On Wed, 2008-07-09 at 06:00 -0700, Jim WA9YSD wrote:
> Some people like but radios cause they look for the one that operates well
> and has a nice feel to it or how it looks or what ever.
> I have gone through 6 different tuners and used a bunch more along with
> home brews over the years and built two of my own. Each one has its own
> feel, looks and operating characteristics. One I built that came out
> of the ARRL Hand Book.
> I do not like one that if you just tap on the knob that adjusts the
> caps the tuning needs to be readjusted. Ground conditions change and
> a daily basis and you need to tweak settings all the time. Roller
> inductors so tight that you need a crank handle to turn it and not
> a figure knob to spin it. Or a roller inductor that when you just
> tap on the knob the tuning needs to be readjusted
A roller inductor depends on pressure of the roller on the coil turns
for that connection. When the pressure is low, the contact gets dirty,
and so gets scratchy while tuning receive or transmit though it shows
first on receive. Stiff roller coils sometimes get that stiffness from
roller pressure (often wedging between coil turns), though they could
just be in need of lubrication of the bearings.
> I like a roller inductor when I spin the dial it moves at least a
> half a turn when I stop.
To me that's too loose tending to get noisy early.
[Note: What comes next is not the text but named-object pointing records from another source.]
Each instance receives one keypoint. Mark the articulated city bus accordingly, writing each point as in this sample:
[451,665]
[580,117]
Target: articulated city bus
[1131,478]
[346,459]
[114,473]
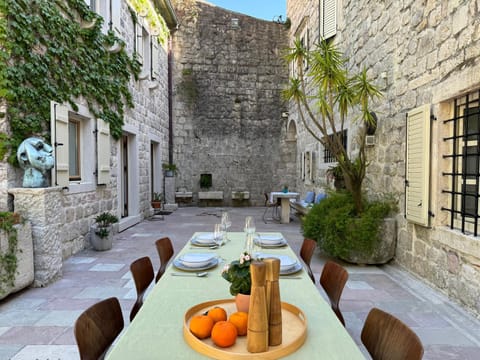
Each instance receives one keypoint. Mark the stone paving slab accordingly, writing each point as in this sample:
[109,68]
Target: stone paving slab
[37,323]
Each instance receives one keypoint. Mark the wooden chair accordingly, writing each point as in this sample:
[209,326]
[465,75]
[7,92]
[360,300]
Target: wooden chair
[386,337]
[97,328]
[165,252]
[333,280]
[306,253]
[271,205]
[142,271]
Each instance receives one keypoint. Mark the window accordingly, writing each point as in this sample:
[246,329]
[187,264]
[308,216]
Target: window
[82,148]
[328,18]
[74,149]
[465,163]
[327,154]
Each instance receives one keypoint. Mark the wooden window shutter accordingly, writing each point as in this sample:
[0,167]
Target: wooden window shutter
[329,18]
[59,121]
[418,165]
[116,15]
[103,152]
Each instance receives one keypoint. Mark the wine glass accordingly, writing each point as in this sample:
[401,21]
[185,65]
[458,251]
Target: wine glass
[218,234]
[226,222]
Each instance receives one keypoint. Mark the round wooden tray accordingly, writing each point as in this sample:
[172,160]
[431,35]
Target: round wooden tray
[294,332]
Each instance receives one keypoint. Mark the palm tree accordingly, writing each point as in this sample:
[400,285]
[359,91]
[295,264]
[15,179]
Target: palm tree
[337,95]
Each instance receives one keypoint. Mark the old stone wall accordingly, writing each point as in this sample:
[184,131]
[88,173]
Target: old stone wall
[228,109]
[417,52]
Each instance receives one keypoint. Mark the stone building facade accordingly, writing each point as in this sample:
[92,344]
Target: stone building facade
[422,55]
[61,215]
[228,110]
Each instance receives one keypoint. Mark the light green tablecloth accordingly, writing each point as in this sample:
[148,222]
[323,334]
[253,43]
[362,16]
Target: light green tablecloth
[156,332]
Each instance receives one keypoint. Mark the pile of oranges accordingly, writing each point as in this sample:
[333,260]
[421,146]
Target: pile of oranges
[214,324]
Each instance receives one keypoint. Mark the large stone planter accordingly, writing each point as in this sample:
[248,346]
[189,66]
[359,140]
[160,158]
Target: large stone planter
[25,270]
[383,252]
[101,243]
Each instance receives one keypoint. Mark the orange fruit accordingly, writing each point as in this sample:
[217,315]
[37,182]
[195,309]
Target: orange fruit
[240,320]
[201,326]
[217,314]
[224,334]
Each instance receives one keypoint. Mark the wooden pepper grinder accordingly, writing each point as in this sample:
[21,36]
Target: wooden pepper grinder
[274,305]
[257,333]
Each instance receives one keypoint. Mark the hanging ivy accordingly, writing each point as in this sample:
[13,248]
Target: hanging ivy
[49,56]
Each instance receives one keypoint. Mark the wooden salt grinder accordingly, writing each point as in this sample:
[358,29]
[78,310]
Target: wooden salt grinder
[274,306]
[257,333]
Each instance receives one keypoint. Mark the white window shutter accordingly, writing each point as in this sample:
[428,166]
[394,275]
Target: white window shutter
[418,165]
[116,16]
[103,152]
[329,18]
[59,123]
[155,58]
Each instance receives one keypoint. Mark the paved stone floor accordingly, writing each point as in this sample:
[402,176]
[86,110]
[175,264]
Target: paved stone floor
[37,323]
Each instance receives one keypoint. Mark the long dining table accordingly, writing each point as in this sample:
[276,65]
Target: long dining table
[157,330]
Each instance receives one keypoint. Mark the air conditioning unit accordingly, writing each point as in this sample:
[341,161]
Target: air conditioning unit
[370,140]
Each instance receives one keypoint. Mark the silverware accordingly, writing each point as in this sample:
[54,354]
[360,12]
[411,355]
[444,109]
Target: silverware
[202,274]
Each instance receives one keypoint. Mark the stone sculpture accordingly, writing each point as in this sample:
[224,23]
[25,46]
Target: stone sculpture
[36,158]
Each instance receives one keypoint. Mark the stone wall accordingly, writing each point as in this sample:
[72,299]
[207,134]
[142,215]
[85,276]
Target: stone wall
[417,52]
[228,109]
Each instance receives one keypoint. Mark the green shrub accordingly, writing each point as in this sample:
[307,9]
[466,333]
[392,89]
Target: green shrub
[339,231]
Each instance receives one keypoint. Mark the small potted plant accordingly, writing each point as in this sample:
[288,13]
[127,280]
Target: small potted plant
[238,274]
[157,200]
[170,170]
[101,236]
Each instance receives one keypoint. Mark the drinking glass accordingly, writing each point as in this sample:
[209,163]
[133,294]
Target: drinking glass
[218,234]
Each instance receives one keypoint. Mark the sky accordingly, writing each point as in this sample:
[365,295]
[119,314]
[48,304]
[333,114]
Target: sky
[262,9]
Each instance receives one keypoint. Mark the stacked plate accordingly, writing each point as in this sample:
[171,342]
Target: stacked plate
[205,239]
[196,261]
[287,264]
[270,240]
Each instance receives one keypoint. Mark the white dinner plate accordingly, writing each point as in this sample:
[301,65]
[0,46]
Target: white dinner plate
[286,262]
[196,260]
[179,265]
[203,240]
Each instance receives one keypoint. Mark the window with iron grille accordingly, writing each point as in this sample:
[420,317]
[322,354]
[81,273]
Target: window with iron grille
[328,156]
[465,164]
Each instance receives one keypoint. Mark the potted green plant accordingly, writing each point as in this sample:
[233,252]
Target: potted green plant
[157,200]
[170,170]
[101,236]
[237,273]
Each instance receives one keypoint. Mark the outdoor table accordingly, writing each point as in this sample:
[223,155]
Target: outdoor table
[157,330]
[285,203]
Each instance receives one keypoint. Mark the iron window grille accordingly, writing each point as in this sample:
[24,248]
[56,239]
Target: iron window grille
[328,156]
[465,164]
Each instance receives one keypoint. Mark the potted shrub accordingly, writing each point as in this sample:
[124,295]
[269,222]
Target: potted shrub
[101,236]
[342,233]
[157,200]
[170,170]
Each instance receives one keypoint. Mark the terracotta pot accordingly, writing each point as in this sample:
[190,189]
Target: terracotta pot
[243,302]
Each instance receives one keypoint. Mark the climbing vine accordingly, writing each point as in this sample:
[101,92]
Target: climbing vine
[8,258]
[51,55]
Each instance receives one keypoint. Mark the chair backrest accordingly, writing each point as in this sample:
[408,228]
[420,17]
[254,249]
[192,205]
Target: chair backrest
[387,337]
[142,272]
[165,252]
[97,328]
[306,253]
[310,197]
[333,280]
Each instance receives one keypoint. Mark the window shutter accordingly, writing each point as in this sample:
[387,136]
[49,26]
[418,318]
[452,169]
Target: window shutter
[329,18]
[116,15]
[418,165]
[155,58]
[103,152]
[59,121]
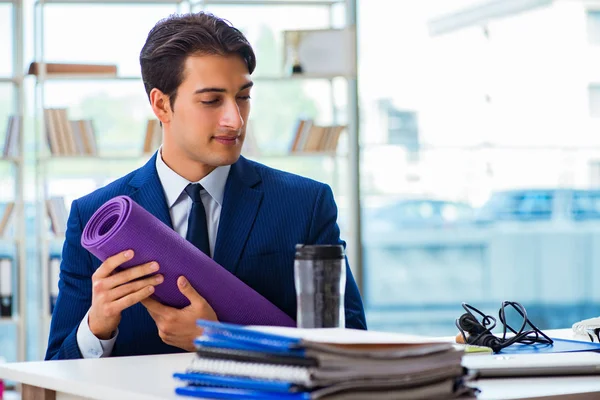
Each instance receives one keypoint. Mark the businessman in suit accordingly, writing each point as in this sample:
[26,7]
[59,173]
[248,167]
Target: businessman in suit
[196,71]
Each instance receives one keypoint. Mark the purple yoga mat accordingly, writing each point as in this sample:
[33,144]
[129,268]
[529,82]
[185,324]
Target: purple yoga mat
[121,224]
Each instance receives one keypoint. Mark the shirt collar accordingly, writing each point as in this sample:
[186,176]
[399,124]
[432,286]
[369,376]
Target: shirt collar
[174,184]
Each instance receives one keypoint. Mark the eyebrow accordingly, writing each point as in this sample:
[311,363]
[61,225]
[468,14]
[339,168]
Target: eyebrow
[222,90]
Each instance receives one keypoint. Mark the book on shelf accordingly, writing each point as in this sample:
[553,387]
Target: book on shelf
[319,52]
[69,138]
[73,69]
[5,213]
[6,296]
[153,138]
[58,214]
[14,128]
[309,137]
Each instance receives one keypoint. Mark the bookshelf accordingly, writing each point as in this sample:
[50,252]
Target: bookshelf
[44,159]
[13,276]
[49,242]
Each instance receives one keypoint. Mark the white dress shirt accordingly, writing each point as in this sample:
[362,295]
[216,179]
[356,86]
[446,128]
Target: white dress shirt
[179,204]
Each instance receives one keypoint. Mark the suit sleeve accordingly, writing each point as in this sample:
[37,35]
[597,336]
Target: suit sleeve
[324,230]
[75,293]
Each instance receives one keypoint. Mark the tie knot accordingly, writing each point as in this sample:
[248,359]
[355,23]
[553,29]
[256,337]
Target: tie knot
[193,190]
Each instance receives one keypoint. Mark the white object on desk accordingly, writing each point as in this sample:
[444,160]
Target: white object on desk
[151,378]
[520,365]
[131,378]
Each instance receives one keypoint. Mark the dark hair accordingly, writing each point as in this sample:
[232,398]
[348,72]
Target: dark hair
[173,39]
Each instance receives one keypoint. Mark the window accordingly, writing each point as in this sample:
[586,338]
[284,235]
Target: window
[594,100]
[593,26]
[491,137]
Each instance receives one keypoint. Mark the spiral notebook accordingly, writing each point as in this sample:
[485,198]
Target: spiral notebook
[251,362]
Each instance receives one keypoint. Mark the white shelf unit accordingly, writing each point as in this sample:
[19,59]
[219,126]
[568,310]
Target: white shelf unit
[43,157]
[16,242]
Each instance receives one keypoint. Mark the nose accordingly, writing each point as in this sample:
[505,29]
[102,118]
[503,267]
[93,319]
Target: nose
[231,117]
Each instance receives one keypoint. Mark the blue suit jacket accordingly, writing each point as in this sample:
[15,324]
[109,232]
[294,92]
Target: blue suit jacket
[265,213]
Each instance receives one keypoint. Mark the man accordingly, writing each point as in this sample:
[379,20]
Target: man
[196,70]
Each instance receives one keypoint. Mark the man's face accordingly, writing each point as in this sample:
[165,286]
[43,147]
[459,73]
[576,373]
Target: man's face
[208,121]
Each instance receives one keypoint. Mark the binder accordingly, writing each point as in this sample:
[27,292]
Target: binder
[234,361]
[6,296]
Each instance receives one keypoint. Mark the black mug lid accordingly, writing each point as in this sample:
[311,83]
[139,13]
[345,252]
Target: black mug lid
[319,251]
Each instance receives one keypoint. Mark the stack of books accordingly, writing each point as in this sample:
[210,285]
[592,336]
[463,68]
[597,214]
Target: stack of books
[237,362]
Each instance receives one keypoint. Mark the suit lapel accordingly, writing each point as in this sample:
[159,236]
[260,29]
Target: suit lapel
[148,191]
[241,203]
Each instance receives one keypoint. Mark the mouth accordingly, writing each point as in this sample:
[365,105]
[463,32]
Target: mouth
[227,140]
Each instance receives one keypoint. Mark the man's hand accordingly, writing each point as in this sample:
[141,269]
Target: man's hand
[114,292]
[178,327]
> Some tuners are broad band, while others are narrow. Some have a bit more
> band width
Some of that depends on the tuner circuit, the choice of reactances for
a particular load and some of that depends entirely on the load, a
highly reactive load tends to demand a high loaded Q in the tuner and so
> I have yet to see a consumer tuner sold that indicates or automatically
> finds that SWEET SPOT so you need to do minimal or no tuning at all
> when changing from SSB to CW portion of the band or just changing bands
> when using the same antenna with minimal tuning.
That is quite true of all tuners except the L match. Most auto tuners
are L matches.
> One of the things I like about the Ten-Tec 253 Auto Tuner is that
> it finds the lowest SWR at the proper Q.
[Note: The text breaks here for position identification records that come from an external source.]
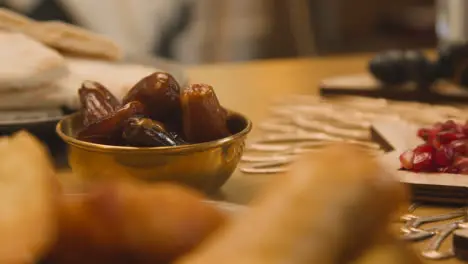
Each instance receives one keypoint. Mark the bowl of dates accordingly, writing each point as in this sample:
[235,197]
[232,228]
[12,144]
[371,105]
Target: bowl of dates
[157,132]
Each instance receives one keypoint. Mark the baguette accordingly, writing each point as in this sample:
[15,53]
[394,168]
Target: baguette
[326,210]
[28,193]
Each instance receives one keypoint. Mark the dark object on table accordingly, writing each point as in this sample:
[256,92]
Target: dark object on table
[398,67]
[389,67]
[460,244]
[451,57]
[409,76]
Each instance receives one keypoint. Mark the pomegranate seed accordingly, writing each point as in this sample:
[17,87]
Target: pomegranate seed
[465,129]
[433,138]
[406,159]
[444,155]
[423,133]
[424,148]
[437,125]
[448,136]
[459,146]
[448,169]
[423,158]
[449,125]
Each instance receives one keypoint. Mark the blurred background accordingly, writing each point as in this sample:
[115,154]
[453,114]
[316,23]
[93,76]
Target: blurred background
[209,31]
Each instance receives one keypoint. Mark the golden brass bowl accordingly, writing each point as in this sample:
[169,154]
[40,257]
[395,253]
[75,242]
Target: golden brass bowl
[205,166]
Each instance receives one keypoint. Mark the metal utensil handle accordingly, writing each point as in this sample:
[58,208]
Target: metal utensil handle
[435,243]
[435,218]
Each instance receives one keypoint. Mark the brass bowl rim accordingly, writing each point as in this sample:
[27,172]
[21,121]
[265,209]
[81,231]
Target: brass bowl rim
[183,148]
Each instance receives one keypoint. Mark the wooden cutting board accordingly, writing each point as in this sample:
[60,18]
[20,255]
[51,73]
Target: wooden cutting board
[445,188]
[366,85]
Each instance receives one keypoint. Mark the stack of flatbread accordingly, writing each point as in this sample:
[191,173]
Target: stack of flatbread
[42,64]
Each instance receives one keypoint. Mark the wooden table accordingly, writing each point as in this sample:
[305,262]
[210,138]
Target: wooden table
[250,87]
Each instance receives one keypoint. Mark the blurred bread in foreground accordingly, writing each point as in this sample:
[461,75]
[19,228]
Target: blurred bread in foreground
[132,222]
[26,63]
[327,209]
[64,37]
[27,200]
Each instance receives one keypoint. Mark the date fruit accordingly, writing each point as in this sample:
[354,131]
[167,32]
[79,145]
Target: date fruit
[108,129]
[159,93]
[97,102]
[203,117]
[145,132]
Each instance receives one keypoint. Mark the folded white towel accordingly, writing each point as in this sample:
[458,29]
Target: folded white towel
[118,78]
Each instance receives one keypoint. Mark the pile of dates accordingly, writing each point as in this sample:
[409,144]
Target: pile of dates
[445,150]
[398,67]
[155,112]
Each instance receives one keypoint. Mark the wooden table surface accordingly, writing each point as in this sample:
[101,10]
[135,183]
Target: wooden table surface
[251,87]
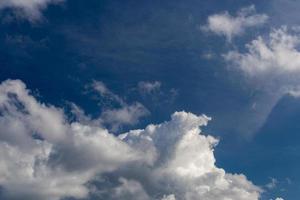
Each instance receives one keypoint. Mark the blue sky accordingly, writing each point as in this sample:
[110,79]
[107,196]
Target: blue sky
[118,66]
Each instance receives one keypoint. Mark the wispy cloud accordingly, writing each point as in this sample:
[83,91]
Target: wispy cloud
[229,26]
[30,9]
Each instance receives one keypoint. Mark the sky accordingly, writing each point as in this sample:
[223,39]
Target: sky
[149,100]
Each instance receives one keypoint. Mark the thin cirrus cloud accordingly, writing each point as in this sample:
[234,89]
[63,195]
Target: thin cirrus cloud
[169,161]
[29,9]
[229,26]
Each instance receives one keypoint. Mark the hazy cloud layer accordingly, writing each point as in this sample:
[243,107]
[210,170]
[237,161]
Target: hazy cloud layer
[172,160]
[229,26]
> I have not learned how to find the proper minimal SWR at the proper
> Q with a manual tuner. It was all ways trial and error. For the
> most part I start with the caps at mid range, roller inductor 3
> turns off the bottom, and work from there.
IF the receiver works best with a 50 ohm source, one can get a start by
peaking a received signal or just antenna noise. SWR checking with noise
bridge (tuner tuner) or transmitter always seems pickier and ends up
with a tuning a bit away from that received peak.
Probably the optimum insertion loss/wider bandwidth condition on a T
match is the match that uses the greatest inductance and least
capacitance for the lowest loaded Q. Most of stop tuning once we get a
match and don't search for alternatives.